Download, unpack, doubleclick and choose "Disable Refresh on Regaining Focus" from "Window" menu (you can refresh manually by right-clicking project in drawer). Voila!
If you are accessing the data from your personal computer, it is in your RAM, so we will assume that you just can't store it on your hard drive, floppy, USB stick, etc.
Your solution is a RAM drive. Copy the files you need to edit there using whatever method you prefer (I would suggest source control) and then you can edit them without lag. When you are done commit them back to the server.
As was pointed out your editor may be caching changes to your temp directory, or maybe even your swap file (if it is in memory, then it can get swapped out). The solution to that is get a much larger RAM drive and run a Virtual Machine in the RAM drive. Not sure what OS you are running, but you can get a pretty slim install of most OS's if all you are doing is editing source code.
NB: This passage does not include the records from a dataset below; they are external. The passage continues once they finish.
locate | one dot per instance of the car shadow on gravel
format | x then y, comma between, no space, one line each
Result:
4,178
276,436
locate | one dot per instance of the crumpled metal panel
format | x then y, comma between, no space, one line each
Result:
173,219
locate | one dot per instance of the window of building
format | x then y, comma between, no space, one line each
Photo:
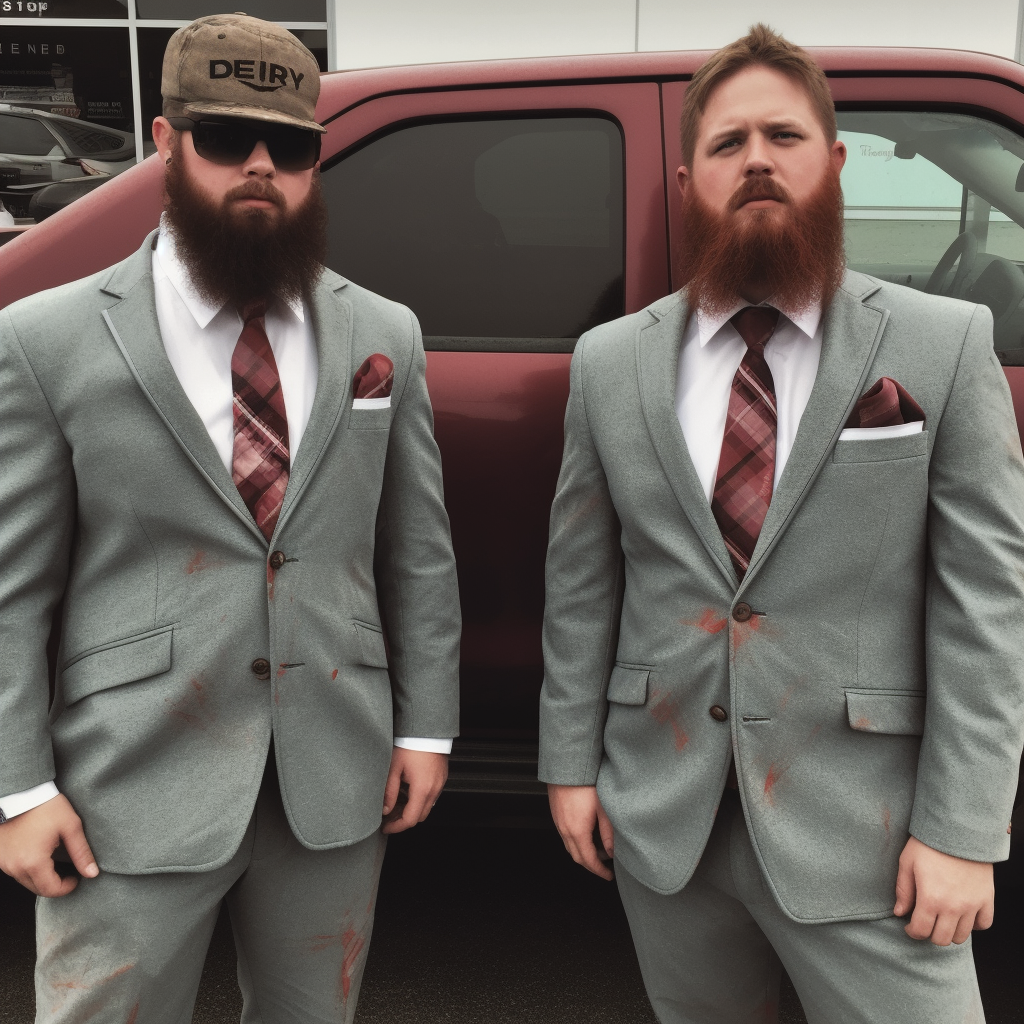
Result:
936,202
500,233
78,86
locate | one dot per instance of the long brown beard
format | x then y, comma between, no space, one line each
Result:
794,252
236,254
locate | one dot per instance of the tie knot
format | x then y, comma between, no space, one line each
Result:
254,310
756,325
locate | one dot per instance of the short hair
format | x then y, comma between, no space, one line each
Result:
763,47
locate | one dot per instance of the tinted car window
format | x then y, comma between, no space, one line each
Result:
936,202
85,138
499,235
25,136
If you don't have enough RAM, then get a Gigabyte i-RAM solid state drive and remove the battery, that way it will lose everything when you power down.
Set your VMWare to not allow the OS to swap any of the virtual machine. Keep a baseline VM on your hard drive and copy it to your RAM drive before booting it up. Then you can use the hard drive in the VM like a hard drive, even though it is RAM.
Might be a good idea to run a secure erase on your RAM drive before powering down. Also keep in mind that they have found if you super cool a RAM chip before removing it from a functioning computer, and place it in a new computer quick enough, the data may still be intact.
I guess it all comes down to how detailed that policy is, and how it is interpreted.
Good luck!
Short answer: you can do no trick. CIFS is really geared towards LAN with a reasonably calm trafic, so you have zero chance to not suffer intermittent lag accessing a share through a VPN. The editor at some point needs to access the file in blocking IO, because it makes no real sense to do otherwise.
You could switch editor and use Emacs + TRAMP which is geared to work on remote files.